Simon Birmingham: Well nobody could foresee the changed health advice that we’ve had to confront. The advice a couple of months ago that saw AstraZeneca limited to over 50s, then changed again last week to limit it to over 60s. This clearly has an impact in terms of how you effectively get the vaccine out there. But the successes are mounting in that regard. We’ve seen now 6.5 million doses of vaccine administered across Australia. 65 per cent of those over 70 have had their first dose, and I encourage all those who’ve had their first dose to make sure they go and follow through with bookings to get their second dose. We’ve got around 2.3 million doses of Pfizer being administered across the country in June, around 3.4 million doses of Pfizer that will be available for administration in July. And our focus is on making sure we see all of the 195 million doses we’ve contracted delivered for supply across our country, giving Australians the chance to get that first dose by the end of the year.


Peter Stefanovic: Have you actually got much stock that hasn’t been pushed out to the states and territories?

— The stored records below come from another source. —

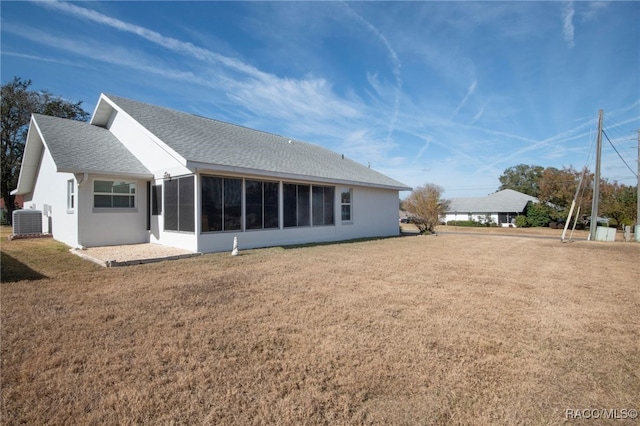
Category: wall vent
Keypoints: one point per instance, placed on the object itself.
(27, 222)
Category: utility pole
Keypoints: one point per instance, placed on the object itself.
(596, 183)
(637, 230)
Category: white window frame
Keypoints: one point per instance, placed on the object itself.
(349, 204)
(112, 208)
(71, 196)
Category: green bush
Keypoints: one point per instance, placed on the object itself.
(537, 215)
(464, 223)
(521, 221)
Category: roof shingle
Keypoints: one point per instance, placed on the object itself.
(216, 143)
(77, 146)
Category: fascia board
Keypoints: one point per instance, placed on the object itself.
(33, 149)
(198, 167)
(145, 176)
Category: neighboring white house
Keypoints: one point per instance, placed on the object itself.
(141, 173)
(500, 208)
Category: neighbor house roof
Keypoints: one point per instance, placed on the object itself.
(507, 201)
(76, 147)
(208, 143)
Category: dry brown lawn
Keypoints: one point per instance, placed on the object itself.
(453, 329)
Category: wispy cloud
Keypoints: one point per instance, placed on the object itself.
(252, 88)
(567, 24)
(395, 61)
(470, 92)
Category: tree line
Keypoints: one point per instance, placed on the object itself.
(556, 189)
(19, 101)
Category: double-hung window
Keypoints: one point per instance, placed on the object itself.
(346, 204)
(322, 202)
(114, 194)
(71, 199)
(297, 205)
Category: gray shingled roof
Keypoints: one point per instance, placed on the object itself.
(505, 201)
(77, 146)
(212, 142)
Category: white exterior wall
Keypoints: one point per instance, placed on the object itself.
(478, 217)
(51, 188)
(156, 157)
(104, 227)
(374, 214)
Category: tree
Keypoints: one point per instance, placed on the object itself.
(522, 178)
(618, 202)
(538, 214)
(18, 103)
(426, 205)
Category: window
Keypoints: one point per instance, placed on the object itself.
(221, 204)
(156, 200)
(261, 204)
(71, 201)
(114, 194)
(297, 205)
(345, 204)
(322, 205)
(179, 208)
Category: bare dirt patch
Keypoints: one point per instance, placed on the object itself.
(453, 329)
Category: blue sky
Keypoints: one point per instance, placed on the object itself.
(450, 93)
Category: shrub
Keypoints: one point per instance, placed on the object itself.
(464, 223)
(521, 221)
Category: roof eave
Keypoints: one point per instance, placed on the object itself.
(136, 175)
(208, 167)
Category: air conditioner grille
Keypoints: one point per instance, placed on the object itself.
(27, 222)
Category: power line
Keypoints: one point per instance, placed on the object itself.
(615, 149)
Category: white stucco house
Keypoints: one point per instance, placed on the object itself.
(139, 173)
(500, 208)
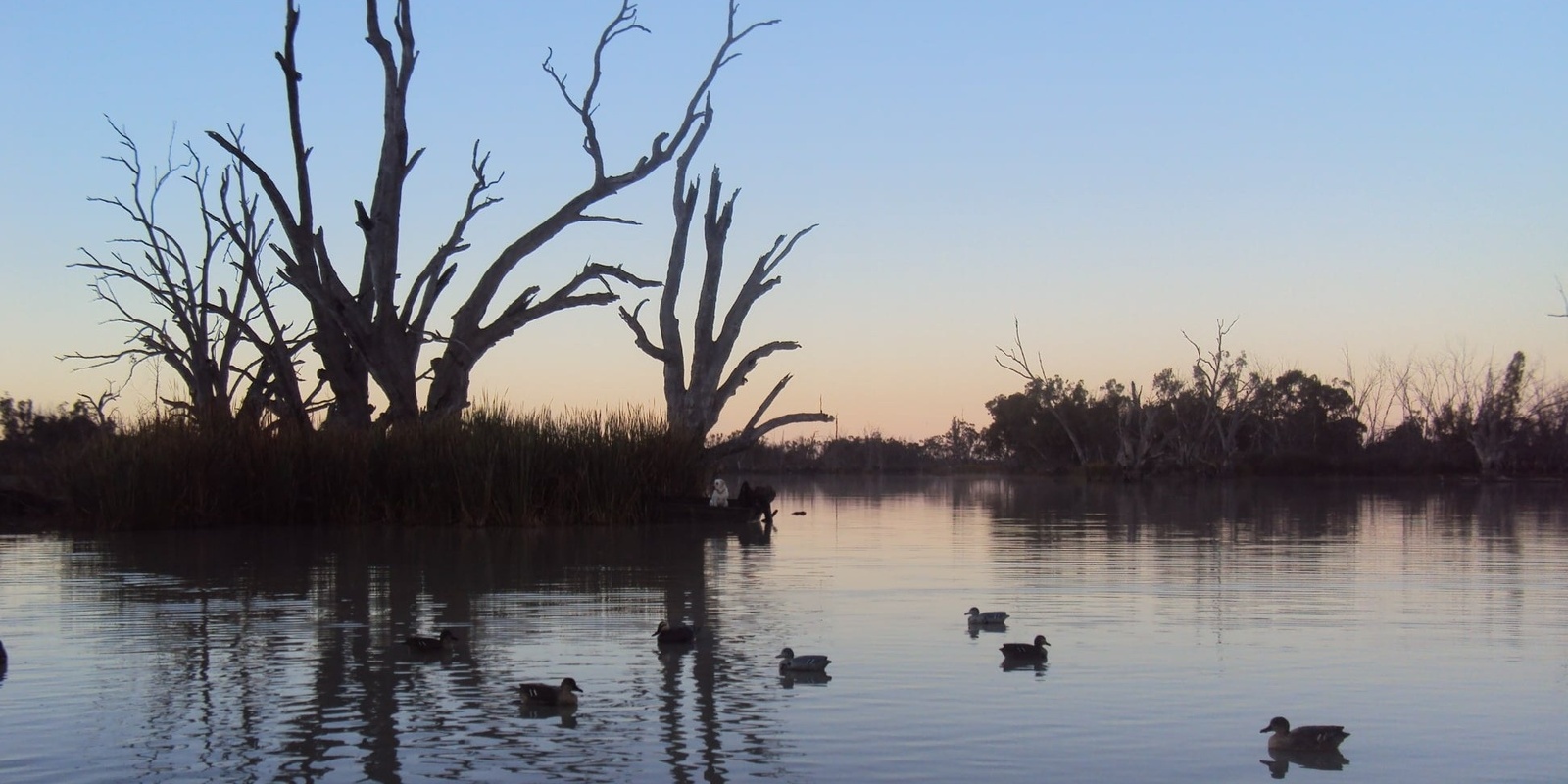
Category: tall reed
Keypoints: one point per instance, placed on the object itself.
(490, 467)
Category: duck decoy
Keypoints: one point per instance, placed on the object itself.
(802, 663)
(1026, 651)
(993, 618)
(431, 645)
(1322, 737)
(548, 695)
(674, 634)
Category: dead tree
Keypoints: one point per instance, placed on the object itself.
(370, 329)
(698, 386)
(1227, 391)
(232, 353)
(1497, 415)
(1137, 430)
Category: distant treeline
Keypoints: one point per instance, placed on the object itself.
(1419, 419)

Simon Birmingham: No, look, we continue to make sure that we push supply through. There’s around 2.3 million doses in the pipeline through administration during the course of this month. Now, that’s a crucial volume that is there and is seeing people accessing those Pfizer stocks at present. In addition still, those eligible and receiving the AstraZeneca, who I encourage particularly to make sure they follow through, get those second doses, which is so important to add on to the 80 per cent rate of immunity and protection that it’s estimated to provide just from the first dose alone.


Peter Stefanovic: Finance Minister Simon Birmingham, appreciate your time.


Simon Birmingham: Thanks Pete, a pleasure.


Peter Stefanovic: Good to chat in person.


Simon Birmingham: Absolutely. Cheers mate.